Lots of village folk joined as well as we processed behind two standards, out to the War Memorial on the outskirts of town (all of 5 minutes slow march).
Wreaths were laid at the memorial, two delightfully short and to the point speeches were given and then we jumped into the car and headed for Nimes (that's the three of us, not the whole parade!).
Nimes is an ancient city. In the middle of town is a 2,000 year old Roman arena, one of the largest and best-preserved still in existence. And even better - it's STILL IN USE!!! Bullfights (yes, I know) and bull-running are held there on a regular basis.
Bullfighting, the corrida, is the spectacularly gruesome pageant that we all know with the matador and the cape. Bull-running, or Course Camarguaise, looks like more fun, for the bull, at least. It involves white clothed young men testing their skill by attempting to remove a garland from between the bull's horns, while the bull tries to toss them out of the ring. The bull is not killed in Course Camarguaise. I've never seen it but they showed movies of it, and it looked pretty wild.
It cost 21 euros for the three of us to enter the stadium and take the self-guide audio tour, but it was money well spent. We spent the afternoon exploring and listening to the vivid descriptions of the Roman tournaments that were held there.
It was dusk by the time we tore ourselves away and Nimes was starting to liven up. Two beautifully decorated and lit-up carousels were open for business at opposite ends of the plaza and cafes were bustling. Em stopped for a ride on one of the carousels (note there are TWO storeys!).
On the way back to the car we found a Chinese restaurant that looked quite good. We picked up some takeaways - the first Chinese food I had had since San Diego. What a treat!
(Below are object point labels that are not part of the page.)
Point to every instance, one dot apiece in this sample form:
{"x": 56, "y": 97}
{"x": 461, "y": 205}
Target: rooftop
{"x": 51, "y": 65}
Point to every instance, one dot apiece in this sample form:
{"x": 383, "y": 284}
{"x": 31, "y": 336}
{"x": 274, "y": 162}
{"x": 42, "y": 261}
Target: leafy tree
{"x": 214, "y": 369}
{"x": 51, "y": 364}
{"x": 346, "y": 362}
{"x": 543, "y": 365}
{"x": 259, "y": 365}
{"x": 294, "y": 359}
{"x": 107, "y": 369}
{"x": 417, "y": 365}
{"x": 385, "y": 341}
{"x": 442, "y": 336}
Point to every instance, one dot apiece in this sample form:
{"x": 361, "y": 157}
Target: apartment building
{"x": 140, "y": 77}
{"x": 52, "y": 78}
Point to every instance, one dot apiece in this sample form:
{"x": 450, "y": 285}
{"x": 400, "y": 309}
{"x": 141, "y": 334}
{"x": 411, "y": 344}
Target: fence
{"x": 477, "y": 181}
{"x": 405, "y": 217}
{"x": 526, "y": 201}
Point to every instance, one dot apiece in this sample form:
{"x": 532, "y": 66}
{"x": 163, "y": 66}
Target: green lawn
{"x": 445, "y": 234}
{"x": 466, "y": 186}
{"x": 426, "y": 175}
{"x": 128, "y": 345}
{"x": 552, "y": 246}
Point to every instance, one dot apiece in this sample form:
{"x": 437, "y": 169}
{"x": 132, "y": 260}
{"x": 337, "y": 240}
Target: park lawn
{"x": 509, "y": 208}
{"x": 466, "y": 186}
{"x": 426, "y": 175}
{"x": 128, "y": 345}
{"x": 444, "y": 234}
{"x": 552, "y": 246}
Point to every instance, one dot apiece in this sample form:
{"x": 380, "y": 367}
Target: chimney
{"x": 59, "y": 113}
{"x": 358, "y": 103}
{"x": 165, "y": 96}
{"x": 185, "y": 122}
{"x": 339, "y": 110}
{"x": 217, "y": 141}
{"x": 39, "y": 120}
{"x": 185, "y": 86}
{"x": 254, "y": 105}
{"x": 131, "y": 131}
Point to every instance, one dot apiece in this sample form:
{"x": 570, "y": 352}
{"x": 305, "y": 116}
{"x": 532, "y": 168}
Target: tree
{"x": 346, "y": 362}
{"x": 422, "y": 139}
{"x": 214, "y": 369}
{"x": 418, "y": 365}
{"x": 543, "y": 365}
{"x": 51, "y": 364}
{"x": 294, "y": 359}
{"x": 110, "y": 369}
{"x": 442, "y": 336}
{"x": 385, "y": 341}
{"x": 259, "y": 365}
The sun was setting as we left Nimes and we drove back under skies the colour of ripe persimmons (nacho cheese orange, said Em). The sunset lasted so long and got so red that I thought we were being invaded by Martians but eventually it got dark, and then it was time for the All Blacks vs France game in Lyon, thoughtfully broadcast to the nation by one of the public television stations, France 2. What a great end to a perfect day.